Aiken was born in 1799 to Phineas Aiken and Elizabeth Patterson. The Aikens had emigrated from Northern Ireland to the Colony of New Hampshire in 1729, and Phineas Aiken was a farmer, member of the Presbyterian church, and American Revolutionary War veteran. Silas Aiken graduated from Phillips Academy, Andoverin 1819, became a Christian at age nineteen and graduated from Dartmouth College in 1825 as the valedictorian of his class. He then taught and studied at the college for three more years in preparation for the ministry. After this period, Aiken was selected as a pastor of the Congregational Church in Amherst, New Hampshire, one of the largest in the state at the time, and the congregation soon underwent a revival. In 1835 Aiken became the pastor of Park Street Church in Boston. Park Street underwent several revivals during Aiken's tenure at the church. While pastoring Park Street, Aiken visited every member of the church at least once per year.
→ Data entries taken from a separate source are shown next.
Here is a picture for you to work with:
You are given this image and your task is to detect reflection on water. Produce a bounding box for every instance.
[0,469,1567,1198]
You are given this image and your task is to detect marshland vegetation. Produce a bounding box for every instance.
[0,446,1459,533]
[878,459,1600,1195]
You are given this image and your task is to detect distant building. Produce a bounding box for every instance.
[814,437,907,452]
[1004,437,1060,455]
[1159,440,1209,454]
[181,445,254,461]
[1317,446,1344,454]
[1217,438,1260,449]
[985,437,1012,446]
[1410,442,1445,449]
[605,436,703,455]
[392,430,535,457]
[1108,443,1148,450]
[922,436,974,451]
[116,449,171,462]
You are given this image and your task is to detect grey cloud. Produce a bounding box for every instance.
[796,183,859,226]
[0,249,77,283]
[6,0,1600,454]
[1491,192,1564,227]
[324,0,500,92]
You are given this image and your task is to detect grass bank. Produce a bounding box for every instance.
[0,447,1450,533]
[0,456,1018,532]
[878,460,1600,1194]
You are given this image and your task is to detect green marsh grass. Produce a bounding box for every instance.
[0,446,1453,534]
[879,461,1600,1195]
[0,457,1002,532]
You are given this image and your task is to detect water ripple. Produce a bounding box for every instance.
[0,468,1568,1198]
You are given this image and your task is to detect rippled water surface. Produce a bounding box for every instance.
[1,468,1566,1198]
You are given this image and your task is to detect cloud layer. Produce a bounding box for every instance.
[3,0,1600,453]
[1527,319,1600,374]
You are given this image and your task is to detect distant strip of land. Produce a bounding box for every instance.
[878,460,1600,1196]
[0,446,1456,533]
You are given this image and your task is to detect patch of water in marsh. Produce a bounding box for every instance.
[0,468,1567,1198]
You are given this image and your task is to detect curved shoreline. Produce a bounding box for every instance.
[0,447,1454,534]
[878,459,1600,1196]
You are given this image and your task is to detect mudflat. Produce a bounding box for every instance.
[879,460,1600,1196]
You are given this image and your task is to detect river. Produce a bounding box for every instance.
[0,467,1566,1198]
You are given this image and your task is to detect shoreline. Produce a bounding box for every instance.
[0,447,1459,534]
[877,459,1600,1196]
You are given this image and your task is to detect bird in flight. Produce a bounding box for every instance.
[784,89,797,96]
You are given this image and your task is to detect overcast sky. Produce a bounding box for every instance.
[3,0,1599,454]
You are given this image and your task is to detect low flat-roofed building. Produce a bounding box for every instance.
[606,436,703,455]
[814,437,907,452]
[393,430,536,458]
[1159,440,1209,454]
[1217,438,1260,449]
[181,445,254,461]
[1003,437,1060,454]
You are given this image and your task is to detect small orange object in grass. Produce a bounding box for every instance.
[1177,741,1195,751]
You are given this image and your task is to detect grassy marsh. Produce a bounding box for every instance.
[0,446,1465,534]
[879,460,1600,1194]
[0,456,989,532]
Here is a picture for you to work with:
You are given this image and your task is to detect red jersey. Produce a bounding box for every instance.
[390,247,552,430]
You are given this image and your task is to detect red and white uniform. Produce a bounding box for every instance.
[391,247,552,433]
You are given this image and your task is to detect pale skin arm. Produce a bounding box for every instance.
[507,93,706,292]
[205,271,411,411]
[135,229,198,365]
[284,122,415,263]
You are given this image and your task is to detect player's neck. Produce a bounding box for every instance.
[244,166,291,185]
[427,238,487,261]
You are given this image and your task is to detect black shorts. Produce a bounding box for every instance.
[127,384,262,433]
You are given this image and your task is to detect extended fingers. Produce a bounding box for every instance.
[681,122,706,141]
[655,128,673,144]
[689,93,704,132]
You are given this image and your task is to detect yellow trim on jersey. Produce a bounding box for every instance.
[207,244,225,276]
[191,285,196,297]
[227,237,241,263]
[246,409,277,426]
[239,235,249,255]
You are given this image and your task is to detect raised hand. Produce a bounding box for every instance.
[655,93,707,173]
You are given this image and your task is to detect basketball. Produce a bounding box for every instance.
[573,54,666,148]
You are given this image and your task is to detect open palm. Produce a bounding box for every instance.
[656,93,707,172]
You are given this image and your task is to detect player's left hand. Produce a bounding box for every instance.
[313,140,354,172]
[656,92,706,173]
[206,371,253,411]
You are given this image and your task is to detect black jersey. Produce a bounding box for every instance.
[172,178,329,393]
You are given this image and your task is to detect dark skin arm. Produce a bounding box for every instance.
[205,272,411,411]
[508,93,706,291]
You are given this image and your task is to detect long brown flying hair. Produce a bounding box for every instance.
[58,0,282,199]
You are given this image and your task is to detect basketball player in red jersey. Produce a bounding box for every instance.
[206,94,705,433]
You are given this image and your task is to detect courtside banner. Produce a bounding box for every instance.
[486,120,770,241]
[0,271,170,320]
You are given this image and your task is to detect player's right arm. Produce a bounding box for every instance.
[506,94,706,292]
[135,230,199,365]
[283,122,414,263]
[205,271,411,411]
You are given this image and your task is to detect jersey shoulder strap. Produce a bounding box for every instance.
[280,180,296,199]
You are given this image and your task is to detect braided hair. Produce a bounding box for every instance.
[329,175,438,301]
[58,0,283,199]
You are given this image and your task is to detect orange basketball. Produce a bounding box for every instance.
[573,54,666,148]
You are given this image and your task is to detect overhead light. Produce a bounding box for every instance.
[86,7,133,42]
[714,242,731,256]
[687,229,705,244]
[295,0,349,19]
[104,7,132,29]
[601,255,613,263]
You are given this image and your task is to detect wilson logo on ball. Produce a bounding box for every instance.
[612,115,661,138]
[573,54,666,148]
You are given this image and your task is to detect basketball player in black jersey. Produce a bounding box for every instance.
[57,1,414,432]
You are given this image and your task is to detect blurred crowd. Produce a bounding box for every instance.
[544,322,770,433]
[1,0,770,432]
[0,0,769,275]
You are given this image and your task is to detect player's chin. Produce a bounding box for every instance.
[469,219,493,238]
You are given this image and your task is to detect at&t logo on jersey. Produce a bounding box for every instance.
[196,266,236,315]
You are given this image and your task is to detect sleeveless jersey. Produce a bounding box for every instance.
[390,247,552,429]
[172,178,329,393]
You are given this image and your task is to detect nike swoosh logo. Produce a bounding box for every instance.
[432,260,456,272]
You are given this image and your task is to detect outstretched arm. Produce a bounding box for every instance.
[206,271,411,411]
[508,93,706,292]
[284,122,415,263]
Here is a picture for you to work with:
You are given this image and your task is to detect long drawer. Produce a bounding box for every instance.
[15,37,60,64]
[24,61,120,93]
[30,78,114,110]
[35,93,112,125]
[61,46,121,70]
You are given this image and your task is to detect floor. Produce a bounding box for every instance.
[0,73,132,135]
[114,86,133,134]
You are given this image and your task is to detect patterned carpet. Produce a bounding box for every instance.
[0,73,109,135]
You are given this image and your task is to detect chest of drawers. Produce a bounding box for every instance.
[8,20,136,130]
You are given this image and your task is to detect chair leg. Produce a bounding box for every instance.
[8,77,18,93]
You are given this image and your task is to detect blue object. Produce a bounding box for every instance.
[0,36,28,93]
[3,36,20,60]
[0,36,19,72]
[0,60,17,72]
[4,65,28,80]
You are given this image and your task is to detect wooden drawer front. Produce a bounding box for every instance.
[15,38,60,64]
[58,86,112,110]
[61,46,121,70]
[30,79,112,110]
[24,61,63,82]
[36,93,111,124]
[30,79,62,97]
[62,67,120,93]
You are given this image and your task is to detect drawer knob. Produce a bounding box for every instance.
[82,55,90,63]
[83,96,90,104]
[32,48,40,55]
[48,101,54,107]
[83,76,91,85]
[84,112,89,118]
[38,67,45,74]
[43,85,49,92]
In 1849 Aiken left Park Street to pastor the East Parish Congregational Church in Rutland, Vermont. He later received a D.D. from the University of Vermont. Silas Aiken died in 1869 and had selected a younger co-pastor, Norman Seaver, as a successor and Seaver was serving with Aiken at the time of his death.

== Works ==

- "The duties of the churches in respect to infant baptism" (1865)
- Aiken, Silas (1848). "Posthumous influence: a sermon, occasioned by the death of Hon. Samuel Hubbard, L.L.D."